A.  Pengertian dan Dasar Hukum Rahn
Dalam bahasa Arab, gadai diistilahkan dengan rahn yang secara etimologi mengandung pengertian menggadaikan, menangguhkan.[1] Namun demikian, ada juga pengertian lain dari kata rahn yang menurut istilah bahasa (lughah) berarti tetap, kekal dan jaminan.[2] Dalam definisi lainnya, rahn atau gadai menurut bahasa disebut dengan al-tsubut (الثبوت) dan al-habs (الحبس) yaitu penetapan dan penahanan. Ada pula yang menjelaskan rahn adalah terkurung atau terjerat.[3]
Menurut istilah syara’, yang dimaksud dengan rahn adalah:
a.    Akad yang objeknya menahan harga terhadap sesuatu hak yang mungkin    diperoleh bayaran dengan sempurna darinya.[4]

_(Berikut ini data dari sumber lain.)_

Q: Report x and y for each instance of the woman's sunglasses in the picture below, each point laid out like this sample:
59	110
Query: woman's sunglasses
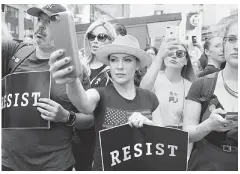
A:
180	54
100	37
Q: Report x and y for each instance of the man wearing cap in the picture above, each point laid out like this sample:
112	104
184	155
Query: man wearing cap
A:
118	103
48	149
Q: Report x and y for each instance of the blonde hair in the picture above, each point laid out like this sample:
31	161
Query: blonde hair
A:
5	32
87	49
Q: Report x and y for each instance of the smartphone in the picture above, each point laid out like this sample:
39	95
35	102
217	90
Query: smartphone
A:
172	32
194	40
64	36
232	116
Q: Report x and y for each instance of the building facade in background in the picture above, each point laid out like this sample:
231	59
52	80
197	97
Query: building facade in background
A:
21	24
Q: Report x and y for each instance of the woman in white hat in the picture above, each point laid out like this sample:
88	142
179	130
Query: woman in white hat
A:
115	104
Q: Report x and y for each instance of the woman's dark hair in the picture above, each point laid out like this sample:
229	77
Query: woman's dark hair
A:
187	70
151	47
229	26
120	29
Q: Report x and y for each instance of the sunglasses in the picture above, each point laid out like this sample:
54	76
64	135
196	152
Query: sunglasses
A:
180	54
100	37
231	39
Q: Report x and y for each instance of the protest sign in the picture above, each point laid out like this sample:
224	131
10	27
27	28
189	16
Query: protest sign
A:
149	148
20	93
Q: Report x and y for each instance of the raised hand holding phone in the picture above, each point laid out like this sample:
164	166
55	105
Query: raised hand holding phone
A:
65	39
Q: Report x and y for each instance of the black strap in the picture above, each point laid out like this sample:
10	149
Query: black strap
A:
209	84
22	54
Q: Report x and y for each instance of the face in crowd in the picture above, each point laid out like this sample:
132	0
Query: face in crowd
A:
151	52
231	45
123	67
98	38
178	59
42	34
215	49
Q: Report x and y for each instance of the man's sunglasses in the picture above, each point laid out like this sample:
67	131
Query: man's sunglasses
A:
231	39
100	37
180	54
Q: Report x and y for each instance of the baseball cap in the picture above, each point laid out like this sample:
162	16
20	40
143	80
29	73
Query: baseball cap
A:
47	9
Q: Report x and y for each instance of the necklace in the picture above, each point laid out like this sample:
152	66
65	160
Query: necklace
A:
228	89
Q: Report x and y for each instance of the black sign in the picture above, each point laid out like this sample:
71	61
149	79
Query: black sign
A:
150	148
20	93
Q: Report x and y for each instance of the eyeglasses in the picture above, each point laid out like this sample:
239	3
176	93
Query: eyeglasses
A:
231	39
180	54
100	37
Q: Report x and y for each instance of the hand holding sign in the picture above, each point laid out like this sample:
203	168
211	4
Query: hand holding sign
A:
52	111
137	120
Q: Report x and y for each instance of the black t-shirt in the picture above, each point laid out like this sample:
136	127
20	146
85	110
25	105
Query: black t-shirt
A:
195	94
37	149
113	110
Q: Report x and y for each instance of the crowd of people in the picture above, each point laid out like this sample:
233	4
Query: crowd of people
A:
120	76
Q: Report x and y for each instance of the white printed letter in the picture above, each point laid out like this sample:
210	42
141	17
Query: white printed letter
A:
172	149
137	149
25	99
149	149
114	155
36	95
126	152
16	100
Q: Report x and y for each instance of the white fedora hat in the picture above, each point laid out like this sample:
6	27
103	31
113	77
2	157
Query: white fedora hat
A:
124	45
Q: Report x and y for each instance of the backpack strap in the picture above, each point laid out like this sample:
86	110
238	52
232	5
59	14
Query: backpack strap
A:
209	84
22	54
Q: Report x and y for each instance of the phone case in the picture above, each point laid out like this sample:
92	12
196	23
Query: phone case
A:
171	32
64	36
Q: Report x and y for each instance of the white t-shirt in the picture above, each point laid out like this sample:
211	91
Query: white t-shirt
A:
229	103
171	99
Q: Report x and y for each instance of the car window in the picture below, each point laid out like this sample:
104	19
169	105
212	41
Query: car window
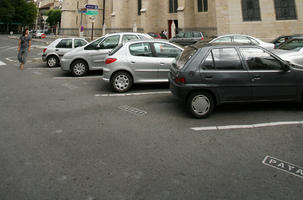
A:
188	35
227	59
258	59
166	51
223	39
208	63
197	34
79	43
295	45
241	39
65	44
127	38
141	49
110	42
93	45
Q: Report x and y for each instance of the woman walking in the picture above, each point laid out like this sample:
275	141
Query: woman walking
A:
24	47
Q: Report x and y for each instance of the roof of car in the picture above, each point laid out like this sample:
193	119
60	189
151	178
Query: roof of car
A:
227	44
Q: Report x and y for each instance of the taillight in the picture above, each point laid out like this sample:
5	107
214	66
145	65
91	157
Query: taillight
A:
110	60
180	80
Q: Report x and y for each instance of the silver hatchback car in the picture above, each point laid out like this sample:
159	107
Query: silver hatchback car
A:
56	50
139	61
92	56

b.    Menjadikan suatu benda berharga dalam pandangan syara’ sebagai jaminan atas hutang selama ada dua kemungkinan, untuk mengembalikan uang atau untuk mengambil sebagian uang itu.[5]

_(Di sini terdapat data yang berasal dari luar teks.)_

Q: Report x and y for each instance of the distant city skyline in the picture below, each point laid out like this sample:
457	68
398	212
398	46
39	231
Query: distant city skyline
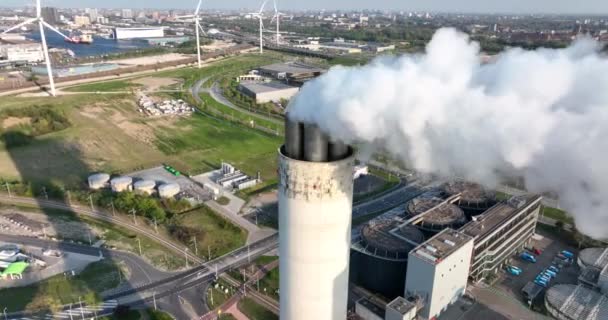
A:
471	6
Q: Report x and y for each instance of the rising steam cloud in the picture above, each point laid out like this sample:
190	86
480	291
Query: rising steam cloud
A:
542	115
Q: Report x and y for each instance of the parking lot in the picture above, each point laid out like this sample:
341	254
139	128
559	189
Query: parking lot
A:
505	295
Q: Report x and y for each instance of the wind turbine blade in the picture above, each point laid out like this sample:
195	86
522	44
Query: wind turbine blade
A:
263	5
54	29
28	21
198	7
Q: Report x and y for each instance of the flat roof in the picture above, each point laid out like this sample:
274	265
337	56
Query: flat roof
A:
401	305
291	68
262	87
16	268
441	245
369	305
494	217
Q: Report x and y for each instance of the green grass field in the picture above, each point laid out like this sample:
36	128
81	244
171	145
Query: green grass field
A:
52	293
255	311
218	234
106	86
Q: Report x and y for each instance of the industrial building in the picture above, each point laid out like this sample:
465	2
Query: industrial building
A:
435	214
438	271
139	33
572	302
473	199
379	254
315	207
263	92
292	72
21	50
500	231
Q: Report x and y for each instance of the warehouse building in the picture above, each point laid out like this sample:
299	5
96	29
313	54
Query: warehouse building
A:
438	270
291	72
139	33
264	92
500	231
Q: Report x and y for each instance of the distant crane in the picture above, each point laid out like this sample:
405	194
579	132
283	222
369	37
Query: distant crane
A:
277	17
198	29
260	16
45	49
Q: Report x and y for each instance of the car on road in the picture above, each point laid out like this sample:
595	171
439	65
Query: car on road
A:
528	257
513	270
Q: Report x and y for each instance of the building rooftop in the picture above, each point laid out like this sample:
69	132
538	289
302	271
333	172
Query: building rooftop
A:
401	305
485	223
371	306
291	68
262	87
441	245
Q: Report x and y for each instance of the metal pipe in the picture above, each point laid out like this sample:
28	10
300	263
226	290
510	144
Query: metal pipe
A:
316	144
293	138
337	150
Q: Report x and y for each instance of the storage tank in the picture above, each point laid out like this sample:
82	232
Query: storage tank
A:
144	186
98	180
121	184
379	256
572	302
474	198
168	190
315	209
439	215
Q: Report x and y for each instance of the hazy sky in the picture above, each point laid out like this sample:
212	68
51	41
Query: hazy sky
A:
507	6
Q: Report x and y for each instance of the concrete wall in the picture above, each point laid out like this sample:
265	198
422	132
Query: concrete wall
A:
440	284
315	208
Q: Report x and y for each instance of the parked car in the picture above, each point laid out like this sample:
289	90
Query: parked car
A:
567	254
528	257
541	283
513	270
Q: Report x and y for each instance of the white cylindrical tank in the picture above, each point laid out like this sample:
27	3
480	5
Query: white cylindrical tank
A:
144	186
168	190
315	209
98	180
121	184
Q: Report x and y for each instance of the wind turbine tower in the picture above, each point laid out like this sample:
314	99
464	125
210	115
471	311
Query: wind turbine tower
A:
198	29
277	16
41	24
260	16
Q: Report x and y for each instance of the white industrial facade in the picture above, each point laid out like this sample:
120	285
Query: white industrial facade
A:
438	270
264	92
30	52
501	231
315	208
134	33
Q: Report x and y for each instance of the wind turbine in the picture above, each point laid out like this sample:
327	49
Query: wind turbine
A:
45	49
277	16
198	28
260	16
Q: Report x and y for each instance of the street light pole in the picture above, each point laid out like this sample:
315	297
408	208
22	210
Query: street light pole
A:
139	244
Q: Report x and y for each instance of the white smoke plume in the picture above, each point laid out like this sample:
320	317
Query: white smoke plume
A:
541	115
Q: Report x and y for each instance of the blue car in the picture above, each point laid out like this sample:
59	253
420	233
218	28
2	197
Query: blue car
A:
567	254
513	270
528	257
549	272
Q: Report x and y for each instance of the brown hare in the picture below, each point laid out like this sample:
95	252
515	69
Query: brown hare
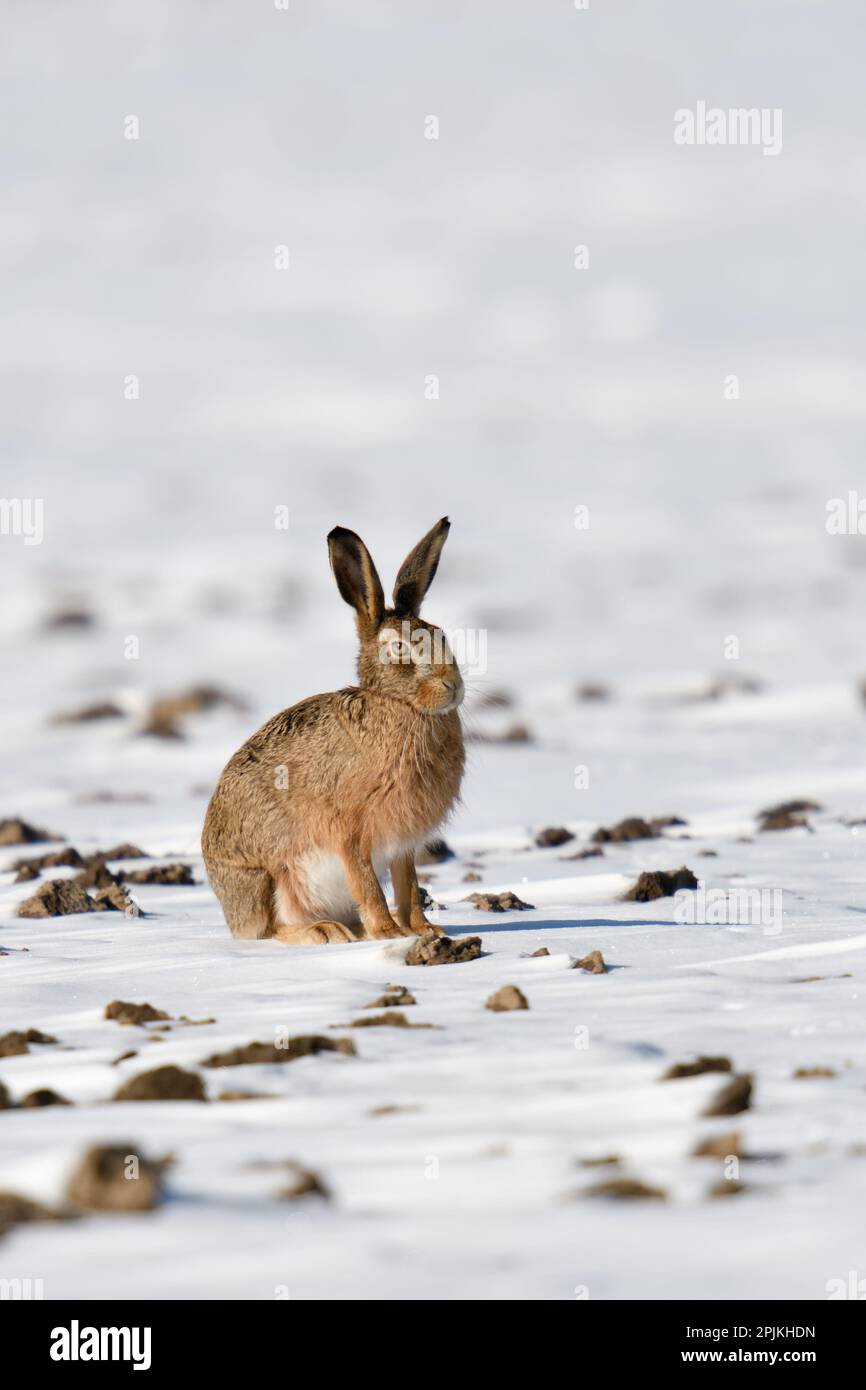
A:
339	787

c.    Akad perjanjian pinjam-meminjam dengan menyerahkan barang sebagai tanggungan hutang.[6]

d.   Sesuatu yang diletakkan pada seseorang yaitu sesuatu barang yang diganti dengan barang yang lain.[7]

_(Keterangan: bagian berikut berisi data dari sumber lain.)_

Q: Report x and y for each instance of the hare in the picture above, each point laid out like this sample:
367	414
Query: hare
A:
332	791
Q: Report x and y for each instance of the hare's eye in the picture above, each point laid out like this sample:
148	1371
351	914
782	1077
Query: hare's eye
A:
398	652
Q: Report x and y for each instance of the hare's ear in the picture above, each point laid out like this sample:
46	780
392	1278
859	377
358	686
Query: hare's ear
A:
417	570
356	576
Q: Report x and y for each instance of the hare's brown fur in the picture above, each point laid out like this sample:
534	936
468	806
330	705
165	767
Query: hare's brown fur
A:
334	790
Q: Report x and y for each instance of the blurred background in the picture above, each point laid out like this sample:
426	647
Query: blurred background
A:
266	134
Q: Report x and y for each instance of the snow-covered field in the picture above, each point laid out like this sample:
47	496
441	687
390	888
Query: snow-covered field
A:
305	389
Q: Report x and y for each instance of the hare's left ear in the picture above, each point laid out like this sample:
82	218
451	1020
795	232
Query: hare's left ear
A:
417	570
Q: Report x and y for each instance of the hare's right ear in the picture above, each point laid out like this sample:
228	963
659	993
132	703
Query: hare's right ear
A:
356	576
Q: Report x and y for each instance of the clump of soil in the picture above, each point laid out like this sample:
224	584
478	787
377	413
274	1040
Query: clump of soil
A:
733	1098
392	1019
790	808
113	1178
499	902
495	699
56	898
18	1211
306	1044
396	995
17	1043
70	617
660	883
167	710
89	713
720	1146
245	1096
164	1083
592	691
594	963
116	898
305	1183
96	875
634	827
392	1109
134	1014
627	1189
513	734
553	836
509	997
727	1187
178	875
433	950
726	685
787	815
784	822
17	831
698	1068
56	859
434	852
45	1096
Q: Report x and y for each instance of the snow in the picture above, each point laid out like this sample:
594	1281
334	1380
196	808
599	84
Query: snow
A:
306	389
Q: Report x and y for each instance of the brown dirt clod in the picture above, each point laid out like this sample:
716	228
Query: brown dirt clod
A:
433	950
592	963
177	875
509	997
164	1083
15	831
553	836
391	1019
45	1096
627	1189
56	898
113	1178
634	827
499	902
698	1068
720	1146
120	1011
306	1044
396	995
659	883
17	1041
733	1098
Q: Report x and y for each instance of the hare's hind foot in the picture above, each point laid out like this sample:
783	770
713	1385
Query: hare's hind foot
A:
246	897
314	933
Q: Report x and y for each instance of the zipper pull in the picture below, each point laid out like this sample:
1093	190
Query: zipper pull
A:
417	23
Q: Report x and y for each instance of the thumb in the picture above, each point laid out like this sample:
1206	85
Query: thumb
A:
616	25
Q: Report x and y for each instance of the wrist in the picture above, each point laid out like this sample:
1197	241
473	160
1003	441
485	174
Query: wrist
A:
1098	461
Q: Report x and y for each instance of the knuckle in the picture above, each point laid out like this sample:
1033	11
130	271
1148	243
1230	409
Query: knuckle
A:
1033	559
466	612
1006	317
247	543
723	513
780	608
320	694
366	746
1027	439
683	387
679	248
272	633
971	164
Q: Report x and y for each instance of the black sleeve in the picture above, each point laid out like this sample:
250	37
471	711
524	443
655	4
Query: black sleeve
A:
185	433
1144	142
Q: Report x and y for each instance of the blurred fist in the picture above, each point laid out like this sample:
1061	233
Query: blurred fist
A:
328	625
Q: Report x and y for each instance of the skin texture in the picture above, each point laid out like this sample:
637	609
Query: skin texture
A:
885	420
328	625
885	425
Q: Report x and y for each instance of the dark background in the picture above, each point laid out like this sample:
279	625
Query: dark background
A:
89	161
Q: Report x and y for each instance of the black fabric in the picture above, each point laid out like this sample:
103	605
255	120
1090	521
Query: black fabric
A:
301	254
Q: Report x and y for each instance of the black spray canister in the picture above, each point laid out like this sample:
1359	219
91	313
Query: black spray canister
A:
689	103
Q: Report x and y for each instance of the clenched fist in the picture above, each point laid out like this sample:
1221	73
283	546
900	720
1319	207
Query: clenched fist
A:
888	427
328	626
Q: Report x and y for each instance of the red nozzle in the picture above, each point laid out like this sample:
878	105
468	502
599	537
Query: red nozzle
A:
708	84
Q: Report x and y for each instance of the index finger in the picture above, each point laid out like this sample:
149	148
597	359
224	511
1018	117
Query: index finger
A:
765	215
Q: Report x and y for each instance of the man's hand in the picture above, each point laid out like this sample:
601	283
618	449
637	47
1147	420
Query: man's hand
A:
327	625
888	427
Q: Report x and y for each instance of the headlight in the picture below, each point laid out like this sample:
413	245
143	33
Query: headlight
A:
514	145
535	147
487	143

e.    Menjadikan zat suatu benda jaminan hutang.
f.     Menjadikan harta benda sebagai jaminan hutang.
g.    Suatu barang yang dijadikan peneguhan atau penguat kepercayaan dalam hutang-piutang.[8]
h.   Menjadikan suatu benda bernilai menurut pandangan syara’ sebagai tanggungan hutang, dengan adanya benda yang menjadi tanggungan itu seluruh atau sebagian hutang dapat diterima.[9]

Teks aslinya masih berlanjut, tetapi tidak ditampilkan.